Chiudete gli occhi ed assaporate il primo boccone di questo dolce della povertà: non è soffice, ma ben compatto senza essere duro. Per primo senti la fragranza della buccia di arancia, c’è l’aroma del seme di finocchio, la pasta ha un po’ di umidità regalatale dalla farina di polenta, poi arrivano anche i pezzettini di fichi secchi ospiti principi e principali della parte zuccherosa del dolce, la picchiettatura dolce dell’uva sultanina fatta rinvenire in un liquido a disposizione, la crosta superiore appena un po’ più brunita delle parti laterali… da non credere quanto io stia salivando solo al pensiero della bontà impagabile del dolce tradizionale per quel solo giorno nell’ anno!

Era il giorno della Befana e i nostri calzini venivano appesi intorno al tubo della stufa economica a legna al posto della biancheria leggera.
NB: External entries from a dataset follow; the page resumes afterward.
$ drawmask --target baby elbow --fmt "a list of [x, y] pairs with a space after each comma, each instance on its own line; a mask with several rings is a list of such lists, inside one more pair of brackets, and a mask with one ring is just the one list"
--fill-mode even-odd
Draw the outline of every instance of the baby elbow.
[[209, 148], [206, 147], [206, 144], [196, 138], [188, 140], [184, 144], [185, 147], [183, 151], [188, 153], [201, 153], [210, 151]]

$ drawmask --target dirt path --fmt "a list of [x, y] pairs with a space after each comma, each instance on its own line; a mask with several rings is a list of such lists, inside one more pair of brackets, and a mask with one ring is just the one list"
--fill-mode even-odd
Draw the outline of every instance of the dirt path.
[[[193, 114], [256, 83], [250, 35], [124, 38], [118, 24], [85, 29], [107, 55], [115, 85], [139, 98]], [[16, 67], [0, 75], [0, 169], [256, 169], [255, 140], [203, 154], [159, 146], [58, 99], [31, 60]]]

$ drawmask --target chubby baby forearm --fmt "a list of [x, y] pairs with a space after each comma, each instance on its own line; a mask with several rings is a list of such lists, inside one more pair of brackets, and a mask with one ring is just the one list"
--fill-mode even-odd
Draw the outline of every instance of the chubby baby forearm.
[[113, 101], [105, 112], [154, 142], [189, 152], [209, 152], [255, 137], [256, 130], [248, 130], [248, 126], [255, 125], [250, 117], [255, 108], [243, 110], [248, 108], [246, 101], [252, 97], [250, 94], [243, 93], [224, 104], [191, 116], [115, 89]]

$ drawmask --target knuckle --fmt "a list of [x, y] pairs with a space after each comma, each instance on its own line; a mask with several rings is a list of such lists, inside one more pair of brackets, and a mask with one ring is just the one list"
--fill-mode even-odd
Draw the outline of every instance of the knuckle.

Durante la notte la mamma li avrebbe riempiti di due o tre mandarini, arachidi, noci e nocciole (pochissime quest’ultime due) pochissime caramelle, qualche simbolico pezzetto di carbone, a specificare che proprio “santi” non lo eravamo stati… ma era felicità pura perchè i mandarini rappresentavano il profumo di un agrume goduto e gustato solo in occasione delle feste natalizie!

L’etica morale mi impone di sottolineare il fatto che quando il fagottino di pinza arriva tra le mie mani, il sorriso del mio fratello minore ha un qualcosa di diabolico: lui lo sa che i dolci (mia perversione dannata) non sono ben visti da Odillo per l’effetto lievitante che essi apportano alle mie già pronunciate rotondità… e proprio per questo sogghigna immaginando già la scena successiva.

Se infatti Odillo è lontano dalla zona/scambio (di mani del dolce fagottino) parlo con lui tra un boccone vorace e l’altro…mentre se invece si sta avvicinando a noi due Giannino si trasforma in un consumato attore decantando la mia tenacia nel non cedere in tentazione davanti al dolce tipico veneto (che Odillo non contempla nemmeno tra i “cibi”) e “Pensa, Odillo, non ha voluto accettarne nemmeno un pezzetto, mi ha costretto a rimetterlo in auto!” Sorride il satanico e complice fratellino, sorride anche l’adorato e antiglucidico maritino, internamente sorrido anch’io al pensiero di quando in un lontano (dagli occhi di Odillo) cantuccio della grande casa “divorerò” a tempo di record il dolce che più mi parla della mia infanzia e della mia conclamata golosità!

“Ci sono diverse varietà di pinsa – aggiunge Gino – : sulla rivista il Timent 147 che ricevo mensilmente da tanti anni ho trovato la ricetta che, come ho detto sopra, si faceva negli anni ’40 del secolo scorso. La ricetta è in friulano ed è firmata da Gianfranco Galasso. Eccola.

Ingredienti:
– Olio di girasoli;
– Farina di frumento;
– Mezzo bicchiere di grappa;
– Farina di segala (deve essere morbida e non dura come il pane);
– Lievito di birra (più si leva meglio è, minimo 3-4 ore);
– Ficchi secchi;
– Buccia di limone grattugiata;
– Semi di finocchi

Il contenitore deve essere lubrificato con burro e pane perché non si attacchi (lo vendevano Amadio e Giuseppe Miorin nel forno della curva di San Giorgio).